Alors, commença Isabelle, on perd un zéro mais ce n'est pas grave, les filles. L'important, c'est de participer et leurs montrer que l'on peut tenir pendant les quelques minutes qui restent.
Cause toujours, l'interrompu Lucienne en se levant de son banc. On va faire aussi bien qu'elles. Je veux qu'on leur montre à ces petites idiotes, notamment à la numéro 8, que l'on peut faire un match nul.
Les autres la regardèrent abasourdies. Faut dire qu'au départ, l'idée de faire un match pour montrer à la jeune génération que ce n'est pas parce que l'on est d'un âge avancé que l'on ne peut plus rien faire ne l'avait pas motivé plus que ça. Elle aimait son confort Lucienne. Elle avait décidé de participer simplement parce qu'il leurs manquait quelqu'un.
Calme toi, lui dit Isabelle. On ne peut pas gagner contre elle ; faut se rendre à l'évidence.
Ah non ! On va faire le maximum ! Je veux qu'on se remotive ! On va leur montrer ! Écoutez bien, je les ai observée et voilà ce que l'on va faire.
Elles se retrouvèrent chacune sur le terrain. La consigne de Lucienne avait été claire. Il fallait que chacune d'entre elles s'occupent d'une seule joueuse, pendant un certain moment. Elles avaient choisi, à l'avance. Et dès que le coup d'envoi fut donné, elles se mirent devant les joueuses choisies. Elles essayèrent de les suivre mais ce n'était pas chose facile. Quand les joueuses en rouges essayèrent d'aller en attaque, les mamies footballeuses se mirent en ligne devant les cages, abandonnant le marquage de leur joueuse. Ce fut impossible pour les jeunes joueuses de s'approcher des cages. Murielle récupéra le ballon et fila, à son rythme (elle avait quand même soixante-deux ans et de hanche nouvelle après son opération) jusqu'au cage adverse. Elle passa le ballon, grâce à une longue passe, à Françoise qui était restée en retrait, toute seule, près des cages. Celle-ci, qui avait eut le temps de se positionner correctement, tira dans les cages et marqua à la surprise générale. Même si c'était son plan, faire de grandes passes pour moins se fatiguer, Lucienne fut quand même étonnée du résultat.
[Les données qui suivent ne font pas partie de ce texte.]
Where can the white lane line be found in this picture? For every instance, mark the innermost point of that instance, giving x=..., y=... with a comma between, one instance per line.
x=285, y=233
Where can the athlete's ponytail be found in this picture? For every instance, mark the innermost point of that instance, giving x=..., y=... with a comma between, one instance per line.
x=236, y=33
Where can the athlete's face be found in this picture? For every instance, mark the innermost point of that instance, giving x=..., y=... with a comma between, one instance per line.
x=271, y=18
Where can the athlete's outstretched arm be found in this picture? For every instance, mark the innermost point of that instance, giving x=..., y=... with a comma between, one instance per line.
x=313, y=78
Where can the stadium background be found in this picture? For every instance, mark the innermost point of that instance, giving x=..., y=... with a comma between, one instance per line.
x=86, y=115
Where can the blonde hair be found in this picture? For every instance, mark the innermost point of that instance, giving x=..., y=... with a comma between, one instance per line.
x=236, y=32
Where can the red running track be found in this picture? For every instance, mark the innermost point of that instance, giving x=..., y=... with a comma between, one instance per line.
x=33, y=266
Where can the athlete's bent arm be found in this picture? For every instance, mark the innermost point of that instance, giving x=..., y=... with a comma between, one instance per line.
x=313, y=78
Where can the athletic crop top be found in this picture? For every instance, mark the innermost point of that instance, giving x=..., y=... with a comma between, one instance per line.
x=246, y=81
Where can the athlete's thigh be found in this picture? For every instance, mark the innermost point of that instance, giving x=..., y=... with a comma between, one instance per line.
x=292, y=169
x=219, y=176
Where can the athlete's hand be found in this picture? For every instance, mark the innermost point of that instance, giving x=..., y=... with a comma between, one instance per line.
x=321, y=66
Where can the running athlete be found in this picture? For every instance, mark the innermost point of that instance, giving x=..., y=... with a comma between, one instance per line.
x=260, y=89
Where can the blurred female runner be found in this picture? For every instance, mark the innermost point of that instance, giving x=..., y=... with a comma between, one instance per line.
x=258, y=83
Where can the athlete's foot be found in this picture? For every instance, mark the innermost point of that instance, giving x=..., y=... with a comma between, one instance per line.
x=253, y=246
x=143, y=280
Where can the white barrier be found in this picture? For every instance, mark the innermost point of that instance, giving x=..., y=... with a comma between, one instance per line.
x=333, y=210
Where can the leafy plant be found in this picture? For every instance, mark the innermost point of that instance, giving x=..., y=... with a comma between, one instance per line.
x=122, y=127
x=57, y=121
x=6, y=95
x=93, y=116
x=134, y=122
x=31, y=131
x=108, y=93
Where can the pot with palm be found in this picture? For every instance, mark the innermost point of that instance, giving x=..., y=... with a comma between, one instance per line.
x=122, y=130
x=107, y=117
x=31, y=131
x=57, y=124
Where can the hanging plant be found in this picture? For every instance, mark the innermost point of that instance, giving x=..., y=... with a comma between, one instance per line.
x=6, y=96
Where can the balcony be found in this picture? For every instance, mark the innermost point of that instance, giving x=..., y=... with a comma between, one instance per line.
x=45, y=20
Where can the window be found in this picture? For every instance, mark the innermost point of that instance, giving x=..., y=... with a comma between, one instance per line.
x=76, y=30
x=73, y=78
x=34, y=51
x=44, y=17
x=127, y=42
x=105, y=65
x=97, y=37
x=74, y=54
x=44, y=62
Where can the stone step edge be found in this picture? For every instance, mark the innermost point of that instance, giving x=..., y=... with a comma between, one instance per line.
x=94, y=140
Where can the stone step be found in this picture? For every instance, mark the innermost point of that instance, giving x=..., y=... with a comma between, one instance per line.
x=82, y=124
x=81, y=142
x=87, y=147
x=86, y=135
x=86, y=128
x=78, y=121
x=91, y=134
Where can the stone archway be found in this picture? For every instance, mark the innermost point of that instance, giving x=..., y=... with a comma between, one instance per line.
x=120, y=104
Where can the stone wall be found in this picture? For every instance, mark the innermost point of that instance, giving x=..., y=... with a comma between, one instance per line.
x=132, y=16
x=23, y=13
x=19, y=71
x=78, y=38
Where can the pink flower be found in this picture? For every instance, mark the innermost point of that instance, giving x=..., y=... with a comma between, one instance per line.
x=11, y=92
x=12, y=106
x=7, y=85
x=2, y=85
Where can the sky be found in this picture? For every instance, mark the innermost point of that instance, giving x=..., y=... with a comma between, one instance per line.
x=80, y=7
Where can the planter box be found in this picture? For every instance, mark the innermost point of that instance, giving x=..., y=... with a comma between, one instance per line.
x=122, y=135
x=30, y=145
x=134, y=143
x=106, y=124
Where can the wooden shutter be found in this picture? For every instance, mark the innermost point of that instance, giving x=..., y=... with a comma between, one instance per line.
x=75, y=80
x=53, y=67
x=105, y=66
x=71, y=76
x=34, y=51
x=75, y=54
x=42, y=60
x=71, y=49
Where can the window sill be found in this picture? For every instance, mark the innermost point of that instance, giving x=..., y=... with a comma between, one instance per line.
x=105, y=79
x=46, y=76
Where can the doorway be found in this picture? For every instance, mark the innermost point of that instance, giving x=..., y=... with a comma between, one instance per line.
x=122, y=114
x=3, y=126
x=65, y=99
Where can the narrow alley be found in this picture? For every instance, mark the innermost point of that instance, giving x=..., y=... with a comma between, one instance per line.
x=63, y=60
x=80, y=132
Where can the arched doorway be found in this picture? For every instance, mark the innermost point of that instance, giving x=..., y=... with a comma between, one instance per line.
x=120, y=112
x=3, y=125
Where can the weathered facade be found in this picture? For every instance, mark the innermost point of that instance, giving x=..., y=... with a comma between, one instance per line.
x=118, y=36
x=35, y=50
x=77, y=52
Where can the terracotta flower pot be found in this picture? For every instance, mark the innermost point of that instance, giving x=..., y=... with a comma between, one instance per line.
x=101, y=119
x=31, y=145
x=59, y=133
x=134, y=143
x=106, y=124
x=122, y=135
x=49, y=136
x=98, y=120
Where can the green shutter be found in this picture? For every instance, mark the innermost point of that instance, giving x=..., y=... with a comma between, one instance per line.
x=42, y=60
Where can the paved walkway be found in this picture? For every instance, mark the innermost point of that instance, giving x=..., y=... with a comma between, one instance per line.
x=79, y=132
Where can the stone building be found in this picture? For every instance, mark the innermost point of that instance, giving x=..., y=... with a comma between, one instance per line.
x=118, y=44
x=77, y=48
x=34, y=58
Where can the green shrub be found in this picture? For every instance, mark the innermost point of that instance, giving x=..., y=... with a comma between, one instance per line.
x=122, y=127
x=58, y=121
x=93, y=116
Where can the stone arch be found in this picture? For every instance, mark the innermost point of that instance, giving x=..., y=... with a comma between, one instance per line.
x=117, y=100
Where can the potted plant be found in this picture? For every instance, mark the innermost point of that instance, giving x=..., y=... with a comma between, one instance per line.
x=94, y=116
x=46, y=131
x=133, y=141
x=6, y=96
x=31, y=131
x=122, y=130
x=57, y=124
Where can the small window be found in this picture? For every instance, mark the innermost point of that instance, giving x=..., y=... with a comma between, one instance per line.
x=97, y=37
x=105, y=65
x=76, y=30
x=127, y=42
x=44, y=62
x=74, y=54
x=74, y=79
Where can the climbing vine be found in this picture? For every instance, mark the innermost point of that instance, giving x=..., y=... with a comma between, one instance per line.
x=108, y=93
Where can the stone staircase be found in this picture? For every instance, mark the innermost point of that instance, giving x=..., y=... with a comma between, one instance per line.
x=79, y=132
Match nul, s'écria, heureuse, Lucienne. Faut qu'on garde ce score maintenant !
Ça, c'était plus facile à dire qu'à faire mais c'est ce qu'elles firent. Elles avaient tout mis en défense ; empêchant ainsi les autres de marquer. Quand le coup de sifflet vint signaler la fin du match, la numéro 8 s'approcha de Lucienne pour lui serrer la main.
Bien joué. Vous avez été de bonnes adversaires. Je m'excuse pour ce que j'ai dis tout à l'heure. C'était à cause de l'entrain du match.
Lucienne lui sourit. Isabelle avait eu raison de vouloir montrer aux jeunes que ce n'est pas parce que l'on est vieille que l'on ne sert à rien.